Associations between M1 β power and GABA concentration have been observed by Baumgarten and colleagues (2016). Similarly, Farzan et al. (2013) noted that the duration of the silent period [a TMS measure mediated by GABA receptors (Abbruzzese and Trompetto 2002; Jono et al. 2016)] is related to β oscillations. Taken together, these observations suggest that the changes observed in corticospinal output in some of our participants could be linked to changes in GABA activity.

Effect of pain on other brain areas

The EEG analysis revealed an increase of the activity of the insula, DFPLC and cuneus in the pain condition in all participants, when compared to baseline. The role of the insula and DFPLC in pain perception and modulation has been well documented in previous pain studies (Rainville et al. 2000; Borckardt et al. 2007); however, the activation of the cuneus in the pain condition is more unexpected. A previous study, from our research group, did suggest that a brain area adjacent to the cuneus could play a significant role in the perception of pain (Goffaux et al. 2014). In this past study, we observed that individuals who showed increased activity in the precuneus in the presence of experimental pain also showed the promptest response to pain. Traditionally linked to the treatment of visual information (Corbetta et al. 1995; Nobre et al. 2003), the cuneus also plays an important role in the integration of sensory information, as well as cognitive processes such as attention, learning and memory (Cabeza et al. 2002; Makino et al. 2004).

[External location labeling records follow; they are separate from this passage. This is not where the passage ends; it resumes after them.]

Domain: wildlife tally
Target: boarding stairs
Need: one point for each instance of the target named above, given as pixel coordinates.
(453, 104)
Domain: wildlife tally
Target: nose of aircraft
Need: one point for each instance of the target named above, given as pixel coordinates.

The functional connectivity analyzes, done on the subgroup of participants for whom pain reduced corticospinal output, further highlight the potential role that the cuneus could play in pain processes. These analyses have shown that the application of a capsaicin cream increases the functional connectivity between the motor cortex and the cuneus in individuals who show a reduced TMS recruitment curve slope. These results reinforce the role that the cuneus could play as a significant brain area for the integration of sensory and attentional information. This integrative function of the cuneus makes it an ideal cerebral structure, capable of modulating the activity and organization of the motor cortex based on the ascending sensory information and on the context in which the individual is placed and asked to interact.

Limits

The most important limit of this study probably relates to the inconsistent effect produced by pain on the corticomotor system. Indeed, it should be reminded that the most compelling findings (i.e., increased M1 β activity and reduced corticospinal output) were found in a subsample of participants. Future studies need to be conducted to determine if these results can be consistently reproduced and validate that the observed TMS and EEG changes are not spurious effects only. An additional limitation concerns the absence of control group. Although the TMS and EEG measures have been proven to be reliable (Cacchio et al. 2009; Cannon et al. 2012; Ngomo et al. 2012), the addition of a control group would have been an important asset for the study to document the stability of the TMS and EEG measures over time. Finally, it should be noted that the effect of pain on TMS and EEG measures was investigated only once (i.e., when pain stabilized). Again, futures studies, looking into the long-term effects are warranted.

Conclusion

In conclusion, our results show that tonic experimental pain increases M1 β activity in certain individuals, and that this increase in β activity is intimately tied to corticomotor and functional connectivity changes. These observations remind us that the cerebrum works as an integrated system of circuits and that certain brain areas, other than those classically involved in pain perception and modulation can be affected by nociceptive stimulations. The differential pattern of response observed in our participants suggest that the effect of pain on the motor system is variable from an individual to another; an observation that could have important clinical implications for rehabilitation professionals working with pain patients.